Loop in TokeniserWhitespace.tokenizeToArrayList
Brought to you by:
reverendsam
Never ending loop with specific inputs in uk.ac.shef.wit.simmetrics.tokenisers.TokeniserWhitespace.tokenizeToArrayList
sample program:
public static void main(String[] args) {
System.out.println("start");
InterfaceStringMetric l_metric = new MongeElkan();
String l_address_a = "POST OFFICE HOLD & PHONE";
String l_address_b = "2665 - C N HIGHLAND AVE";
float l_score = l_metric.getSimilarity(l_address_a, l_address_b);
System.out.println("end, score=" + l_score);
}
stack trace:
"main" prio=10 tid=0x00007ff70800d800 nid=0x5451 runnable [0x00007ff70ead2000]

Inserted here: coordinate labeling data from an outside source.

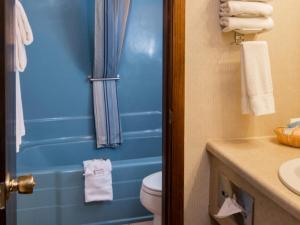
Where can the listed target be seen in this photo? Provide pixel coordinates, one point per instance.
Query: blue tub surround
(97, 180)
(110, 26)
(59, 196)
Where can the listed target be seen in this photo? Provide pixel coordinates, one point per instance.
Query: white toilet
(151, 195)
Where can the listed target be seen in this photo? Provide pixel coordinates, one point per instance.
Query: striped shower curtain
(110, 26)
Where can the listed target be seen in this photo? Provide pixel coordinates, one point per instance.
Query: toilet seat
(152, 184)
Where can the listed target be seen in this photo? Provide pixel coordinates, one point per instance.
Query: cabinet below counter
(252, 165)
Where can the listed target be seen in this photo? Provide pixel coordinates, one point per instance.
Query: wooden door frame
(173, 127)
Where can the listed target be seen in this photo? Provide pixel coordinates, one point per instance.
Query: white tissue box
(98, 180)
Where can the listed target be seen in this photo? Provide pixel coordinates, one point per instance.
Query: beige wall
(213, 90)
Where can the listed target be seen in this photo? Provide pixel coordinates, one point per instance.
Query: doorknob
(23, 184)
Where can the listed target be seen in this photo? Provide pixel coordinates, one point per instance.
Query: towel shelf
(248, 31)
(239, 35)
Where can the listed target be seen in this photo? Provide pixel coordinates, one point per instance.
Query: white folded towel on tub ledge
(245, 9)
(236, 23)
(98, 180)
(256, 80)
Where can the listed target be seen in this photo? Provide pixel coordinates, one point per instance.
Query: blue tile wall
(56, 93)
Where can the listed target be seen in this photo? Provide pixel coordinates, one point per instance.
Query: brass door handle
(23, 185)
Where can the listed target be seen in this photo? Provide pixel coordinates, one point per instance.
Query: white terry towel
(256, 81)
(98, 180)
(236, 23)
(20, 125)
(245, 9)
(23, 37)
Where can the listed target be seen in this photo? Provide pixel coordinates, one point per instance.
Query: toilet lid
(153, 182)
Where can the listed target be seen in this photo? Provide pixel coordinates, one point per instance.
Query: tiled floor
(142, 223)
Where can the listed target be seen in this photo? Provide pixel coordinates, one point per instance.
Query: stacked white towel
(256, 80)
(23, 37)
(246, 16)
(98, 180)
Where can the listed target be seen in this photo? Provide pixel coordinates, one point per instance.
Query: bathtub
(53, 151)
(58, 198)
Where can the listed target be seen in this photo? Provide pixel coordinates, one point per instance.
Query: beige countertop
(257, 161)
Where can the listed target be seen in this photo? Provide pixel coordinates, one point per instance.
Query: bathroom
(180, 92)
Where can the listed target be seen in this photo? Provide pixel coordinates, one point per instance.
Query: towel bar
(239, 35)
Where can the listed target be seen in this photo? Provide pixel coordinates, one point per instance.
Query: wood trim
(173, 154)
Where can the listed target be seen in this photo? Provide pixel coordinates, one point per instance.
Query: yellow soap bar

java.lang.Thread.State: RUNNABLE
at uk.ac.shef.wit.simmetrics.tokenisers.TokeniserWhitespace.tokenizeToArrayList(TokeniserWhitespace.java:121)

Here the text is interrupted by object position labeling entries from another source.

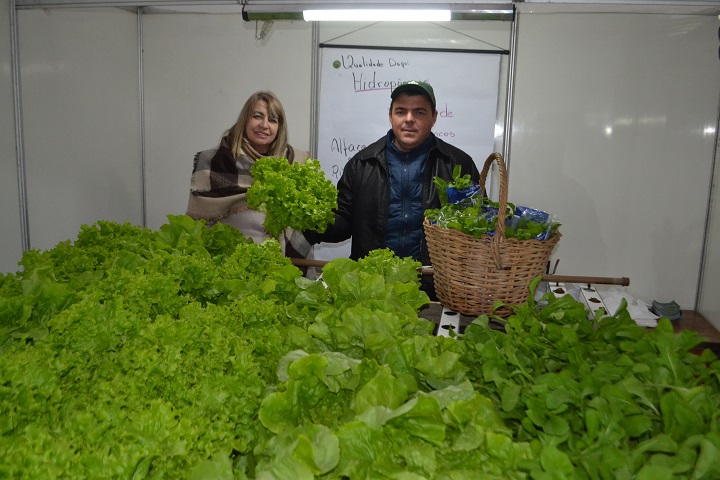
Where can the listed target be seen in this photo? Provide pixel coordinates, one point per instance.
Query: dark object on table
(670, 310)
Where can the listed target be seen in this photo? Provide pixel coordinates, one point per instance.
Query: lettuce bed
(189, 352)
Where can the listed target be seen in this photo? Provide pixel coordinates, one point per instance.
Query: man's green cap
(416, 87)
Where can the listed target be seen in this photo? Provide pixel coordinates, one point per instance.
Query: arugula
(463, 207)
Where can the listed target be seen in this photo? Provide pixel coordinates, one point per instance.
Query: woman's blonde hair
(236, 139)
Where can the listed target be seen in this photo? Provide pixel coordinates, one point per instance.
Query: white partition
(614, 131)
(199, 70)
(80, 84)
(709, 300)
(10, 232)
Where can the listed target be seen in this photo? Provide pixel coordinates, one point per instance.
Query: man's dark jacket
(364, 192)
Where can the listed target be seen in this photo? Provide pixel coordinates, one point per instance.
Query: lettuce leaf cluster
(293, 195)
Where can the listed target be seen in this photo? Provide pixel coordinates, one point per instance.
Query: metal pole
(141, 94)
(510, 101)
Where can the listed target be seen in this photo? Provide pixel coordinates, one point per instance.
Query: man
(386, 187)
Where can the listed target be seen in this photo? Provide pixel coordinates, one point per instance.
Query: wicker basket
(470, 273)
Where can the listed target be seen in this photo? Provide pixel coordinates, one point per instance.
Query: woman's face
(261, 128)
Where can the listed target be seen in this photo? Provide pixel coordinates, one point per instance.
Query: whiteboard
(354, 103)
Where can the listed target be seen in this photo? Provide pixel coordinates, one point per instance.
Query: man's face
(412, 118)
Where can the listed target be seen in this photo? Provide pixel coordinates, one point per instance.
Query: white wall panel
(614, 132)
(709, 304)
(10, 234)
(79, 73)
(199, 70)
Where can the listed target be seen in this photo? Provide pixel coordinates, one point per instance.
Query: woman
(221, 176)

at uk.ac.shef.wit.simmetrics.similaritymetrics.MongeElkan.getSimilarity(MongeElkan.java:170)
at com.mm.server.inventory.app.MergeWorklistFunctions.main(MergeWorklistFunctions.java:213)
I have a fixed version here:
https://github.com/mpkorstanje/simmetrics/blob/master/src/main/java/uk/ac/shef/wit/simmetrics/tokenisers/TokeniserCSVBasic.java
But you'll have to build from source. I'm doing an overhaul of the whole thing.